A : Un hommage aux parents

Je voudrai rapporter un texte ci-dessous que j’ai tiré du livre de Bert Hellinger « A la découverte des constellations familiales » que je suis en train de lire actuellement. Si vous êtes parents, je pense que vous vous identifierez.

Il y a quelques mois, vous m’auriez parlé des constellations familiales, je vous aurai ri au nez, mais aujourd’hui, je suis moins ignorant et je vais d’ailleurs participer à quelques séances d’ici la fin de l’année. La Vie est géniale, nous les êtres humains sommes les seuls qui déterminent la façon dont on veut vivre notre existence ici bas. Tout est en nous et notre façon d’aborder la Vie façonne notre existence. Tout le reste est secondaire.

Je cite,

Le lien qui unit le couple, surtout s’il a des enfants, est très profond. C’est un lien Qui donne aux parents la force de s’occuper de leurs enfants.

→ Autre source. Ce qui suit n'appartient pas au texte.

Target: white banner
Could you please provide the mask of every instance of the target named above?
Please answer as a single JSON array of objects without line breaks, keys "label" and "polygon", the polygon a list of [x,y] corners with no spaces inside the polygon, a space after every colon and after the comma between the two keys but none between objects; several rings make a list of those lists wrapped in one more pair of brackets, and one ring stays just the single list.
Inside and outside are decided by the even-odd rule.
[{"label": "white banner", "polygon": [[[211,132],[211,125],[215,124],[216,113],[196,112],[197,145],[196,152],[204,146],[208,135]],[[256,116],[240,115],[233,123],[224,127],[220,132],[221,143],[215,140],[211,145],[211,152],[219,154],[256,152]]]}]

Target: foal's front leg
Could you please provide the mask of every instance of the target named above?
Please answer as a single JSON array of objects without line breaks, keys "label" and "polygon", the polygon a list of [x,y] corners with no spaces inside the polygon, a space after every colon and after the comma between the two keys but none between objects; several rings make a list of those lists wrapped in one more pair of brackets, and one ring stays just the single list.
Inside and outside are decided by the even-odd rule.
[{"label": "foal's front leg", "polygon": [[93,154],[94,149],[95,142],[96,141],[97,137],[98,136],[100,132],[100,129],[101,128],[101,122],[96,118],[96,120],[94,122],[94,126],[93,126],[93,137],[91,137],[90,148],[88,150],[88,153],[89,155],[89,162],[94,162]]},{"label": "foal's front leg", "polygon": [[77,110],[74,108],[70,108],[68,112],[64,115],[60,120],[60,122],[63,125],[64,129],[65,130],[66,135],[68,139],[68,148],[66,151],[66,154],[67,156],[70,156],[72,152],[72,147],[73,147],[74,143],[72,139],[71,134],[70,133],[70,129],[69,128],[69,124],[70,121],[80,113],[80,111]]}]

La plénitude, dans la vie, consiste à ce qu’un homme et une femme se rencontrent, forment un couple, ont des enfants et s’exposent à toutes les peines, à tous les risques, au bonheur et aux souffrances d’une vie de famille. Nous trouvons là la véritable grandeur humaine. En même temps, il s’agit de la vie la plus ordinaire ; une vie vécue par la plupart d’entre nous.

Tout autre mode de vie, un chemin ésotérique par exemple, n’atteint pas une telle grandeur. De nombreux adeptes de l’ésotérisme négligent leur famille ; ils refusent d’assumer les difficultés de la vie ordinaire. Ce refus favorise le détachement et leur donne l’impression d’être illuminés ou supérieurs aux autres. Mais comparé à ceux qui assument la vie ordinaire, ils ne font pas le poids et ont peu de force. C’est pourquoi, dans mon travail, je ressens un respect particulier pour tous les parents, pour ce qui les attend et ce qu’ils sont prêts à assumer.

Certains clament que les parents font tout de travers et se sentent appelés à leur venir en aide afin qu’ils deviennent de meilleurs parents. Curieusement, ces personnes-là sont souvent célibataires et n’ont pas d’enfants, mais s’immiscent dans la vie familiale d’autrui pour vouloir aider de « malheureux » enfants et les défendre contre des parents incapables.

De telles personnes existent et les conséquences de leurs actes sont graves. De plus, elles s’imaginent que les enfants leur sont reconnaissants, comme si elles ignoraient le fait que les enfants, de toute façon, restent fidèles à leurs parents, quoi qu’il advienne. La grandeur des enfants est d’être attachés à leurs parents et de les aimer d’un profond amour.

En règle générale, une personne qui a un problème est capable de le résoudre. Elle dispose de la force nécessaire à cet effet. Ceux qui imaginent que leur aide est requise sont en général faibles. Il n’assumeraient jamais une situation dans sa totalité. Ils prodiguent peut-être de bons conseils, mais dès que la situation devient sérieuse, s’il faut par exemple s’occuper de trois enfants pendant des années, ils ne sont plus là. Ceux qui sont confrontés à une telle situation problématique sont capables de l’assumer. Ils n’ont pas besoin des autres. Peut-être leur faut-il parfois un peu de soutien, mais pas plus. Et surtout, ils n’ont pas besoin de notre pitié, qui ne ferait que les abaisser.

Certains vont même jusqu’à proposer de supprimer la famille. C’est étrange. Dans ce cas, la terre deviendrait probablement une gigantesque maison de fous.

Fin de citation


Les vues présentées sont les miennes et peuvent évoluer sans qu’il soit nécessaire de faire une mise à jour dans l’article même. Il se pourrait que j’apporte des rectifications ou évolutions dans l’avenir dans un autre article, si de nouveaux éléments viennent contredire mes propos. Les articles présentés ne constituent en rien une invitation à suivre aveuglement.